Juste KOMBILE MOUSSAVOU, journaliste, Responsable Rubrique - Politique à L'Union

Il y a des coïncidences qui n'en sont pas vraiment. Le 17 septembre 2026, Port-Gentil devrait accueillir deux rendez-vous institutionnels majeurs : un Conseil des ministres délocalisé et une session du Conseil supérieur de la magistrature (CSM). Deux institutions différentes, deux ordres de responsabilité, mais un même président pour les présider et un même mot qui pourrait résumer cette journée : comptes.
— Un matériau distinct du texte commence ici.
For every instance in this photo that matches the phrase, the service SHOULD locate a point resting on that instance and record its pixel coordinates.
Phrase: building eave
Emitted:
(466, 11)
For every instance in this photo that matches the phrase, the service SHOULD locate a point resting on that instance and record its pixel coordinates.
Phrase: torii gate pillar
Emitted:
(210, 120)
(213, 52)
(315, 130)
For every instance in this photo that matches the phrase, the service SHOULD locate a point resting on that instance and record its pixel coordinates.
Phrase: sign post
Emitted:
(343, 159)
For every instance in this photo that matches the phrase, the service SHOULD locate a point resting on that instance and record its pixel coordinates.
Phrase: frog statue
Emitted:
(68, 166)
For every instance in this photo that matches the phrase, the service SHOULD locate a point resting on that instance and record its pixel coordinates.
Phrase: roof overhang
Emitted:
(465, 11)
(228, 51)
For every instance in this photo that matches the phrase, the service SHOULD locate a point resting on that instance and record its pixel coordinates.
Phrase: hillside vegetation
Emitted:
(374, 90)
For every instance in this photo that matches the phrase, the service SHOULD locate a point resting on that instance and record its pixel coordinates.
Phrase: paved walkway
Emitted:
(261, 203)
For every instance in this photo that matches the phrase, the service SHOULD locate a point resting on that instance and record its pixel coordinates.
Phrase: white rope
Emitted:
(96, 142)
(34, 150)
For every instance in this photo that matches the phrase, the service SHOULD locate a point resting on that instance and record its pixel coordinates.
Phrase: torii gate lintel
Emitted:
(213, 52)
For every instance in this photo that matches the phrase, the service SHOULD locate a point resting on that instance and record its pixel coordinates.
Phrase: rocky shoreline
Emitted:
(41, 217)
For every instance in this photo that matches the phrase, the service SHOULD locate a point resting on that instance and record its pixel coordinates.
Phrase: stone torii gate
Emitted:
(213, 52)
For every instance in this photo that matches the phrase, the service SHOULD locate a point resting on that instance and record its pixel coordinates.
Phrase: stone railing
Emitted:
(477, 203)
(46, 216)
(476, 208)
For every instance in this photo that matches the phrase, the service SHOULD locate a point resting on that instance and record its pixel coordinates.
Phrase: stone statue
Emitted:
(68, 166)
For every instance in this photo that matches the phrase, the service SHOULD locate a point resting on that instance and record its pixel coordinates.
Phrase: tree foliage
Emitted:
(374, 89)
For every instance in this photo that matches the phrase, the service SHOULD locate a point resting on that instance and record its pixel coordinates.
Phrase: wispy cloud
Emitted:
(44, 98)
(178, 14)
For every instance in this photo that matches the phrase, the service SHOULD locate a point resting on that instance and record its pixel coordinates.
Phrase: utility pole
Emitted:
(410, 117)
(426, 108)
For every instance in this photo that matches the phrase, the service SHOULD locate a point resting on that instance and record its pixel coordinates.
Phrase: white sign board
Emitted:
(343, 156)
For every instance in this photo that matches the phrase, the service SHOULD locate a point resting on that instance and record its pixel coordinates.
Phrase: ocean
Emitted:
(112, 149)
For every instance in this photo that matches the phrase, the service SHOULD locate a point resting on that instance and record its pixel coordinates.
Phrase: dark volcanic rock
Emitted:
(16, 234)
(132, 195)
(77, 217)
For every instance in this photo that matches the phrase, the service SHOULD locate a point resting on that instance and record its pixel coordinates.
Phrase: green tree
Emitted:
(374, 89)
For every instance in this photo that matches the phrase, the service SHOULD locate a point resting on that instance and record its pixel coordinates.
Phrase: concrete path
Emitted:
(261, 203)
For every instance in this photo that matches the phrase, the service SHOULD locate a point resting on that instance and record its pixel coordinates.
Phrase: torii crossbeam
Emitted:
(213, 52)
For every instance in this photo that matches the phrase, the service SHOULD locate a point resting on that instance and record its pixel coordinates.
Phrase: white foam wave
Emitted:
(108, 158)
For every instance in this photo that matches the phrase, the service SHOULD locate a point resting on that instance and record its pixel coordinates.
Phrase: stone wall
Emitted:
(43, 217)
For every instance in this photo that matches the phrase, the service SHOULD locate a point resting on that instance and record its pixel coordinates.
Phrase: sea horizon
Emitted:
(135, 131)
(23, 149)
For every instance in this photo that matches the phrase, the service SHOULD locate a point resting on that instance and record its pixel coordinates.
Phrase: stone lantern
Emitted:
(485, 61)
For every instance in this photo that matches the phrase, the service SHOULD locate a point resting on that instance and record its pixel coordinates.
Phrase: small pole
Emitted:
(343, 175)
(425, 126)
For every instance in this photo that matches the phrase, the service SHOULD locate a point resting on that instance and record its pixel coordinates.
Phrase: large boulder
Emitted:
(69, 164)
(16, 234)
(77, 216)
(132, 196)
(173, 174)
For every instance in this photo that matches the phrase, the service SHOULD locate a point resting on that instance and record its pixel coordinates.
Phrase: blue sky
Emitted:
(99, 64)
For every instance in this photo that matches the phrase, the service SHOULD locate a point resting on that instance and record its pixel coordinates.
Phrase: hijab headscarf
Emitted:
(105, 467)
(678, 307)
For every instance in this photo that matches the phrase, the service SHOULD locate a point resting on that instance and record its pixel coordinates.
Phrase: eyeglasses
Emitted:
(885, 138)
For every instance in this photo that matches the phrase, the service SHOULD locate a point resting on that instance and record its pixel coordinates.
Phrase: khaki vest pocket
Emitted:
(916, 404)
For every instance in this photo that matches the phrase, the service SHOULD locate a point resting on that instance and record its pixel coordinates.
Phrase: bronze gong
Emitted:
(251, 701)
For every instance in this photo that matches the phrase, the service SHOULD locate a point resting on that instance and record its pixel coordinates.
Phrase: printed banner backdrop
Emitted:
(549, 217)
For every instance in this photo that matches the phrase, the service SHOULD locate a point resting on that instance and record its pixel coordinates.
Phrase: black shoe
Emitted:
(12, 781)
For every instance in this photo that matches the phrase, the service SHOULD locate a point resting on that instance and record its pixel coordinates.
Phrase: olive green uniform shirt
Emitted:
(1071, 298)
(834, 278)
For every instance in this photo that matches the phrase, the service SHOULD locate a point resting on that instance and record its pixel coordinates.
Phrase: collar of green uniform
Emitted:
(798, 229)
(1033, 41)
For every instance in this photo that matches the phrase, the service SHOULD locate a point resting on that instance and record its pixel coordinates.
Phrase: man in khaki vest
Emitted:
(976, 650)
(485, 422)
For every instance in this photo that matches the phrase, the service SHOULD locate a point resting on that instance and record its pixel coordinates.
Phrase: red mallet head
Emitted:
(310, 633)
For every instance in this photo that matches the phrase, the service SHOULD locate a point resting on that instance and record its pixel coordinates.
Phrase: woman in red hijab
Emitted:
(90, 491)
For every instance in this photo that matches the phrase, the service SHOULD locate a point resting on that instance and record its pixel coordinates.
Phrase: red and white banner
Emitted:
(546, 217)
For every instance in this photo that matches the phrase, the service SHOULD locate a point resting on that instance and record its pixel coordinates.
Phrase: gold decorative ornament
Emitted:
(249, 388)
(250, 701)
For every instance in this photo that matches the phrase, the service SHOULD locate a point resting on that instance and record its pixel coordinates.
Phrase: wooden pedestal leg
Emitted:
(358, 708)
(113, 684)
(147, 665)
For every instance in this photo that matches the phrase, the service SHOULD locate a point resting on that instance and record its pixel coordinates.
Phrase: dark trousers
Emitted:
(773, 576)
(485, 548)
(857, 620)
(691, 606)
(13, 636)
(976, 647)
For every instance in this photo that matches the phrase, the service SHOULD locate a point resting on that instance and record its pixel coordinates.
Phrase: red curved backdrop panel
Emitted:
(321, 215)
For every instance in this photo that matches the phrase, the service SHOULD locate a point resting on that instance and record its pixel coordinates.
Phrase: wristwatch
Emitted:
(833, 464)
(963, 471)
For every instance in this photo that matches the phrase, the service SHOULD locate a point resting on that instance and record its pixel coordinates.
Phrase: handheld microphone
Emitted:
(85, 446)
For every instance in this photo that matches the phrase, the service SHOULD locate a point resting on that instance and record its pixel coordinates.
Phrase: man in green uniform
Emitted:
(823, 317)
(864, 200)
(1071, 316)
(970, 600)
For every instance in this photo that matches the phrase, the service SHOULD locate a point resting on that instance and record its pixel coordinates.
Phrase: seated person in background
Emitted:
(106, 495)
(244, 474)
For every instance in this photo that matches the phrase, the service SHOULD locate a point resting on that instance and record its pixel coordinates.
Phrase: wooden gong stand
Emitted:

Pour ceux qui gouvernent, et ceux qui exercent la justice.

À Port-Gentil, le pouvoir pourrait donc se retrouver face à son reflet, trois mois après le dernier Conseil des ministres. Trois mois, c'est assez pour que des décisions aient produit des effets, pour que les populations commencent à demander des explications. Et des questions, il y en a. Les chantiers de Libreville dont la lenteur a récemment provoqué l'ire présidentielle, en sont une illustration comme celle observée dans la construction ou l'acquisition des sièges par les grandes entreprises réalisant un chiffre d'affaires d'au moins 2 milliards de FCFA. La Nyanga, avec ses chantiers inachevés, en est une autre. Et il y a cette question qui circule dans l'opinion autour des 7 milliards de FCFA annoncés pour l'Ogooué-Maritime durant la Transition. Où est passé l'argent ?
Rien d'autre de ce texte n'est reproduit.